When carrying out an ELISA assay it is important to prepare your samples in order to achieve the best possible results. Below we have a list of procedures for the preparation of samples for different sample types.
Sample Type
Protocol
Serum
If using serum separator tubes, allow samples to clot for 30 minutes at room temperature. Centrifuge for 10 minutes at 1,000x g. Collect the serum fraction and assay promptly or aliquot and store the samples at -80°C. Avoid multiple freeze-thaw cycles. If serum separator tubes are not being used, allow samples to clot overnight at 2-8°C. Centrifuge for 10 minutes at 1,000x g. Remove serum and assay promptly or aliquot and store the samples at -80°C. Avoid multiple freeze-thaw cycles.
Plasma
Collect plasma using EDTA or heparin as an anticoagulant. Centrifuge samples at 4°C for 15 mins at 1000 × g within 30 mins of collection. Collect the plasma fraction and assay promptly or aliquot and store the samples at -80°C. Avoid multiple freeze-thaw cycles. Note: Over haemolysed samples are not suitable for use with this kit.

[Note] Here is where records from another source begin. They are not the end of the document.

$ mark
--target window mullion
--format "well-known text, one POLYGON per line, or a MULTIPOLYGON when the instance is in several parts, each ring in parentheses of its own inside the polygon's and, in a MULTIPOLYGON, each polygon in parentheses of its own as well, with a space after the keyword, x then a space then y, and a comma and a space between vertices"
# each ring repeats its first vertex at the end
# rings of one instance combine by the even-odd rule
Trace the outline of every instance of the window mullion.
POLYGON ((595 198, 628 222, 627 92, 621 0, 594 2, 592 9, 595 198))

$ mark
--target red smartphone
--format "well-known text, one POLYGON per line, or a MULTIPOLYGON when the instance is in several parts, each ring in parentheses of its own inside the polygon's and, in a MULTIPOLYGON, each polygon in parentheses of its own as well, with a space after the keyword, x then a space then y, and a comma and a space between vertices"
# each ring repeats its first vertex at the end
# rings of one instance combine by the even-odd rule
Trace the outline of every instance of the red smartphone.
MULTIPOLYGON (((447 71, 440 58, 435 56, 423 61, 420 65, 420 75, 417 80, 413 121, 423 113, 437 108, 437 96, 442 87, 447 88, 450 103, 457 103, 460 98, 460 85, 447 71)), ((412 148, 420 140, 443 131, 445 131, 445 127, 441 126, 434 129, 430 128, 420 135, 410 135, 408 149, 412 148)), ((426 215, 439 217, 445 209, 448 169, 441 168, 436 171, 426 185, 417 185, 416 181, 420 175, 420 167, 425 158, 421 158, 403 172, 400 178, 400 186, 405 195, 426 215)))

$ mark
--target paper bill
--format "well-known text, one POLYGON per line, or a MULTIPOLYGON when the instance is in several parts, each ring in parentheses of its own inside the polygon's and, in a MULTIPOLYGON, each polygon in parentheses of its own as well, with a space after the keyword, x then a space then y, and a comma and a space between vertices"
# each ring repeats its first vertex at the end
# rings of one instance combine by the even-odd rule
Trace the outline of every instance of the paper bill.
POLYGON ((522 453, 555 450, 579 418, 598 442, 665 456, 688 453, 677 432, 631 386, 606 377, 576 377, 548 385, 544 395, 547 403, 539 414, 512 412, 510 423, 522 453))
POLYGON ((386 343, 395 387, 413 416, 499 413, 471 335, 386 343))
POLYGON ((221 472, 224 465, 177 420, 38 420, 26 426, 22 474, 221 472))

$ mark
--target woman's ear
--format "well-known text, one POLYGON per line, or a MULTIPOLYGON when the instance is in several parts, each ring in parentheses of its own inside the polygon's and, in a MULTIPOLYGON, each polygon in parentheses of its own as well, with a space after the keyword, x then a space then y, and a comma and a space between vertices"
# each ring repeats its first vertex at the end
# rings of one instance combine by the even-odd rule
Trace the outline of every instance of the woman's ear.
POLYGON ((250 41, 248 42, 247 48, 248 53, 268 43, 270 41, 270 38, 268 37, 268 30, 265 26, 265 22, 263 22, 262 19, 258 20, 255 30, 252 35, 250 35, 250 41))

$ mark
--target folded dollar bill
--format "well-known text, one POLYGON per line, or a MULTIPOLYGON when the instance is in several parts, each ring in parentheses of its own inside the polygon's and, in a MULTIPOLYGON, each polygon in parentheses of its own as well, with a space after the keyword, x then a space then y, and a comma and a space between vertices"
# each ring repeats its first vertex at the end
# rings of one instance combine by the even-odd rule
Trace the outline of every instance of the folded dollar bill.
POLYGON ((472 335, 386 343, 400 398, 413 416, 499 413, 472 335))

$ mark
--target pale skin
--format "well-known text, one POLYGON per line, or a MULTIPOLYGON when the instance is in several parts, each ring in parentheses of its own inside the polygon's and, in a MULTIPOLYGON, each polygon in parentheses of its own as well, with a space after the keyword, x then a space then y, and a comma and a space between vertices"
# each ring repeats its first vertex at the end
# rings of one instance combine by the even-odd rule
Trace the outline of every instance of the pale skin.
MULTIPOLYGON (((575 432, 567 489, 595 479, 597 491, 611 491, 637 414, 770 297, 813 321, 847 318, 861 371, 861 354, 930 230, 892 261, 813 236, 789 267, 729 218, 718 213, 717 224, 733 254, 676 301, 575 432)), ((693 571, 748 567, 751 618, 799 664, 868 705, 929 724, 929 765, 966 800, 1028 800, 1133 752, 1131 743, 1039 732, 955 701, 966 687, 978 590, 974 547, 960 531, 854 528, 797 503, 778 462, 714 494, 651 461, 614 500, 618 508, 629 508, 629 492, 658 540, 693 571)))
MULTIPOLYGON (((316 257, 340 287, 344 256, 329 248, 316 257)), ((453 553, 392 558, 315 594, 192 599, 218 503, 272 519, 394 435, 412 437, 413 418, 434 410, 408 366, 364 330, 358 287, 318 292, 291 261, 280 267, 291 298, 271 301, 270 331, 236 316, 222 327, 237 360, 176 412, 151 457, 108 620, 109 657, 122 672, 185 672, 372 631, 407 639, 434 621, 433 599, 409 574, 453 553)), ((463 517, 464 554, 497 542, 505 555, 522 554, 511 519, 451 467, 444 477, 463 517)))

Urine & Cerebrospinal Fluid
Collect the urine (mid-stream) in a sterile container, centrifuge for 20 mins at 2000-3000 rpm. Remove supernatant and assay immediately. If any precipitation is detected, repeat the centrifugation step. A similar protocol can be used for cerebrospinal fluid.
Cell culture supernatant
Collect the cell culture media by pipette, followed by centrifugation at 4°C for 20 mins at 1500 rpm. Collect the clear supernatant and assay immediately.
Cell lysates
Solubilize cells in lysis buffer and allow to sit on ice for 30 minutes. Centrifuge tubes at 14,000 x g for 5 minutes to remove insoluble material. Aliquot the supernatant into a new tube and discard the remaining whole cell extract. Quantify total protein concentration using a total protein assay. Assay immediately or aliquot and store at ≤ -20 °C.
Tissue homogenates
The preparation of tissue homogenates will vary depending upon tissue type. Rinse tissue with 1X PBS to remove excess blood & homogenize in 20ml of 1X PBS (including protease inhibitors) and store overnight at ≤ -20°C. Two freeze-thaw cycles are required to break the cell membranes. To further disrupt the cell membranes you can sonicate the samples. Centrifuge homogenates for 5 mins at 5000xg. Remove the supernatant and assay immediately or aliquot and store at -20°C or -80°C.
Tissue lysates
Rinse tissue with PBS, cut into 1-2 mm pieces, and homogenize with a tissue homogenizer in PBS. Add an equal volume of RIPA buffer containing protease inhibitors and lyse tissues at room temperature for 30 minutes with gentle agitation. Centrifuge to remove debris. Quantify total protein concentration using a total protein assay. Assay immediately or aliquot and store at ≤ -20 °C.
Breast Milk
Collect milk samples and centrifuge at 10,000 x g for 60 min at 4°C. Aliquot the supernatant and assay. For long term use, store samples at -80°C. Minimize freeze/thaw cycles.